Steph Houghton and Millie Bright 'doubts' for England's World Cup quarter-final vs Norway
Last Updated: 27/06/19 9:16am
England Women manager Phil Neville says Steph Houghton and Millie Bright are "doubts" for their World Cup quarter-final against Norway in Le Havre on Thursday night.
Houghton was injured in the Lionesses' last-16 victory over Cameroon, while Bright is suffering from a virus which Neville said was "going through the camp a little bit".
Houghton did train on Wednesday following Neville's press conference, but Bright was absent with time running out to prove their fitness.
Centre-backs Leah Williamson and Abbie McManus could act as replacements, with the manager "relaxed" about the team's alternative options for the clash at the Stade Oceane. Both defenders have played in Neville's team this year.

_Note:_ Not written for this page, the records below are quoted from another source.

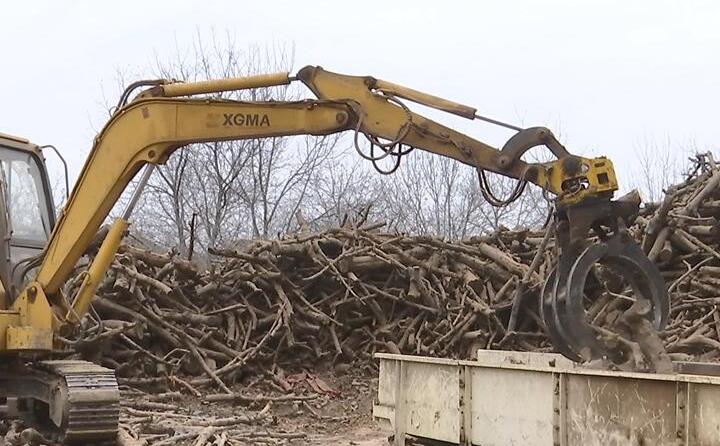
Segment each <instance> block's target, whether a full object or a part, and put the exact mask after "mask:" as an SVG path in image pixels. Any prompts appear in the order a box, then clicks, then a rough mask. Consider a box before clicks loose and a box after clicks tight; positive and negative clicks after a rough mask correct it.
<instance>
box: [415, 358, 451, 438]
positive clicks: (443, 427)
mask: <svg viewBox="0 0 720 446" xmlns="http://www.w3.org/2000/svg"><path fill="white" fill-rule="evenodd" d="M406 366H407V372H406V373H407V374H406V376H405V380H404V384H405V385H404V389H402V390H403V391H404V393H405V395H406V406H405V413H406V414H407V419H406V420H405V423H406V424H405V425H406V428H407V433H408V434H411V435H417V436H419V437H426V438H432V439H436V440H441V441H448V442H455V443H457V442H458V441H459V438H460V409H459V387H460V386H459V373H458V367H457V365H439V364H424V363H413V362H408V363H406Z"/></svg>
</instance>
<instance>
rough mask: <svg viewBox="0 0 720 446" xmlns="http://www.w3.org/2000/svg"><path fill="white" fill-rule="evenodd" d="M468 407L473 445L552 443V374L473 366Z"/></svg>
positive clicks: (541, 445)
mask: <svg viewBox="0 0 720 446" xmlns="http://www.w3.org/2000/svg"><path fill="white" fill-rule="evenodd" d="M471 407H472V434H471V435H472V436H471V439H472V442H473V443H474V444H478V445H480V444H481V445H483V446H546V445H552V444H553V377H552V374H551V373H543V372H535V371H528V370H510V369H492V368H480V367H475V368H473V370H472V403H471Z"/></svg>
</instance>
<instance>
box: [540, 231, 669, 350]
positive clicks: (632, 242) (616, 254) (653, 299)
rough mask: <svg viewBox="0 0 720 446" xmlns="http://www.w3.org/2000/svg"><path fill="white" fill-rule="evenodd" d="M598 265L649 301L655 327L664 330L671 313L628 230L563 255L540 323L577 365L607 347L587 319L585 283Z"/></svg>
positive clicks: (541, 304) (657, 277)
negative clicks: (651, 310)
mask: <svg viewBox="0 0 720 446" xmlns="http://www.w3.org/2000/svg"><path fill="white" fill-rule="evenodd" d="M596 264H600V265H604V266H606V267H608V268H611V269H612V270H613V271H614V272H616V273H618V274H619V275H620V276H622V278H623V279H625V280H626V281H627V283H628V284H629V285H630V286H631V288H632V290H633V292H634V295H635V297H636V298H637V299H647V300H648V301H649V302H650V304H651V306H652V312H651V313H650V315H651V317H652V323H653V325H654V326H655V328H656V329H657V330H662V329H663V328H664V327H665V324H666V322H667V318H668V314H669V312H670V301H669V297H668V293H667V289H666V288H665V282H664V281H663V279H662V276H661V275H660V271H659V270H658V268H657V267H656V266H655V265H654V264H653V263H652V262H651V261H650V260H649V259H648V258H647V257H646V256H645V254H644V253H643V251H642V249H640V247H639V246H638V245H637V243H635V241H634V240H633V239H632V238H631V237H630V235H629V234H628V233H627V231H623V230H621V231H619V232H617V233H616V234H614V235H612V236H610V237H608V238H607V239H606V240H604V241H601V242H598V243H594V244H591V245H590V246H587V247H585V248H584V250H583V251H582V252H581V253H580V254H579V255H578V256H575V255H572V253H571V252H567V251H566V252H564V253H563V255H562V256H561V258H560V262H559V263H558V266H557V268H556V269H555V270H554V271H553V273H552V274H550V275H549V277H548V279H547V281H546V282H545V286H544V287H543V290H542V302H541V310H542V318H543V321H544V323H545V325H546V328H547V332H548V336H549V337H550V340H551V341H552V343H553V345H554V347H555V348H556V349H557V350H558V351H559V352H560V353H561V354H563V355H564V356H565V357H567V358H569V359H571V360H573V361H589V360H592V359H597V358H600V357H602V356H603V355H604V347H603V346H602V344H601V343H600V342H599V341H598V339H597V338H596V336H595V330H593V328H592V326H591V325H590V324H589V323H588V321H587V320H586V313H585V308H584V305H583V304H584V302H583V301H584V299H585V284H586V281H587V278H588V275H589V273H590V271H591V270H592V268H593V266H594V265H596Z"/></svg>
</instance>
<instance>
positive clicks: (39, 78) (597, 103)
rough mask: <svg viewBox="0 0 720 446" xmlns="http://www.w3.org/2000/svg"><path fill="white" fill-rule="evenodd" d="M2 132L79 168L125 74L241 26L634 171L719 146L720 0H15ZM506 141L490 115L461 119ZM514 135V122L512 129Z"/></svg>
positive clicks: (630, 175) (1, 24) (2, 27)
mask: <svg viewBox="0 0 720 446" xmlns="http://www.w3.org/2000/svg"><path fill="white" fill-rule="evenodd" d="M0 14H1V16H2V24H1V25H0V54H1V55H2V60H3V63H2V68H1V71H0V73H1V74H0V80H1V81H2V82H0V98H1V99H2V106H1V107H0V132H5V133H12V134H17V135H21V136H25V137H27V138H29V139H31V140H32V141H34V142H36V143H39V144H55V145H56V146H58V147H59V148H60V149H61V150H62V151H63V153H64V154H66V157H67V158H68V160H69V161H70V164H71V174H72V176H73V178H74V176H75V175H76V174H77V173H78V171H79V170H80V167H81V165H82V162H83V160H84V157H85V156H86V155H87V153H88V150H89V148H90V145H91V142H92V138H93V136H94V134H95V132H96V131H97V130H98V129H99V128H100V127H101V126H102V124H103V123H104V120H105V118H106V116H107V115H106V112H105V106H104V104H105V103H106V102H107V101H108V100H110V102H114V101H115V99H116V98H114V97H113V98H104V97H103V94H106V95H107V94H113V95H114V94H116V92H117V87H116V83H117V73H118V71H127V70H128V69H130V70H136V69H137V70H140V71H142V70H143V67H147V66H150V65H152V63H153V61H154V60H155V58H156V56H160V57H163V56H164V55H167V54H175V53H177V51H178V50H180V51H181V52H182V51H183V49H185V48H191V46H192V43H193V40H194V39H195V38H196V37H197V35H198V33H199V34H200V35H209V34H210V33H211V31H212V30H213V29H214V30H215V31H217V32H220V33H225V32H226V31H227V32H229V33H230V34H231V35H233V36H234V38H235V39H236V42H237V44H238V46H240V47H242V46H245V45H250V44H264V43H267V42H270V43H272V42H280V43H290V44H293V45H294V46H295V68H296V69H298V68H300V67H302V66H304V65H307V64H314V65H322V66H323V67H325V68H326V69H329V70H332V71H338V72H342V73H347V74H359V75H366V74H367V75H373V76H375V77H378V78H383V79H387V80H390V81H393V82H396V83H400V84H403V85H407V86H410V87H413V88H416V89H420V90H423V91H426V92H429V93H433V94H435V95H440V96H443V97H447V98H450V99H454V100H457V101H459V102H463V103H465V104H468V105H472V106H475V107H477V108H478V109H479V110H480V113H482V114H485V115H489V116H493V117H495V118H498V119H502V120H506V121H510V122H514V123H522V124H523V125H525V126H532V125H547V126H549V127H551V128H553V129H554V130H555V131H556V132H557V133H559V134H560V135H561V136H562V140H563V142H564V143H565V144H566V146H567V147H568V148H569V149H570V150H571V151H574V152H575V153H579V154H589V155H607V156H609V157H611V158H612V159H613V160H614V161H615V164H616V166H617V168H618V170H619V171H620V181H621V182H624V183H626V184H627V183H628V182H632V177H631V173H632V172H633V169H634V168H636V167H637V164H638V161H637V159H636V157H635V156H634V153H635V151H637V150H638V149H639V148H640V147H642V146H643V145H647V142H656V143H662V144H663V145H664V144H665V141H667V140H668V139H669V141H670V146H671V147H672V148H673V149H676V150H680V149H681V148H682V147H688V146H690V145H693V144H694V145H695V146H696V147H697V148H699V149H703V150H706V149H712V148H717V147H718V145H720V113H719V112H718V110H717V108H718V104H720V86H719V82H720V57H718V56H719V55H720V28H718V23H720V2H713V1H675V2H669V1H658V0H646V1H632V2H631V1H578V0H567V1H560V0H557V1H544V2H541V1H530V0H528V1H492V2H490V1H467V2H460V1H457V2H453V1H418V0H414V1H391V0H385V1H370V0H363V1H317V2H309V1H305V2H300V1H271V0H266V1H261V2H246V1H237V0H236V1H209V0H205V1H184V0H173V1H147V0H146V1H130V0H123V1H112V2H106V1H99V0H94V1H72V2H70V1H32V0H24V1H21V2H20V1H17V2H15V1H4V2H3V4H2V7H1V12H0ZM459 126H460V128H461V129H462V130H464V131H468V132H470V133H471V134H472V135H473V136H475V137H476V138H478V139H481V140H484V141H488V142H491V143H494V144H496V145H497V144H501V143H502V141H501V138H500V136H499V134H498V133H497V132H491V131H489V130H488V127H487V125H483V124H475V123H464V122H460V123H459ZM506 136H509V135H507V134H505V135H504V136H503V137H506Z"/></svg>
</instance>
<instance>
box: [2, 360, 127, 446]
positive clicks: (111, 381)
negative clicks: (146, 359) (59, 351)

"You guys have had an obsession with my rotation for the last 18 months," said the England boss.
"It's moments like this that we can say 'no problem', Steph, Millie, we just bring two people in that know the system, know the style, have got utter belief and confidence in each other and it's a seamless transition.
"You plan for these moments. We don't want to get to the quarter-finals and throw in young kids who are untested, so there has been a plan behind [the rotation]. It's moments like this I'm totally relaxed.
"I said from day one, only worry about those that can get on the bus. Those that can get on the bus are the fit ones and unfortunately in situations you're going to have injuries and it's opportunities for others."
On Bright's illness, he added: "She is in her room recovering.
"You're going to pick up bugs and, touch wood, we have not had any injuries and illness, apart from one or two. It's par for the course; it happens in life.
"She more than likely is going to be fit, but she's a doubt."
The Lionesses' have arguably faced more media scrutiny than ever before and Neville feels proud of how his team are handling the big stage.
"I think in the past you'd probably try and shield the players from it for fear of failure. But my girls don't have a fear of failure," he added.
"It's what they've grown up wanting. Three or four years ago we were crying out to get to these levels of attention and visibility. When we get here, we're not going to back off.
"We're going to embrace it and that's what my players have done.
"You've got an unbelievable set of human beings that are now where they want to be, where they've dreamed of and they're not going to back off and I think you'll see that tomorrow night on the pitch."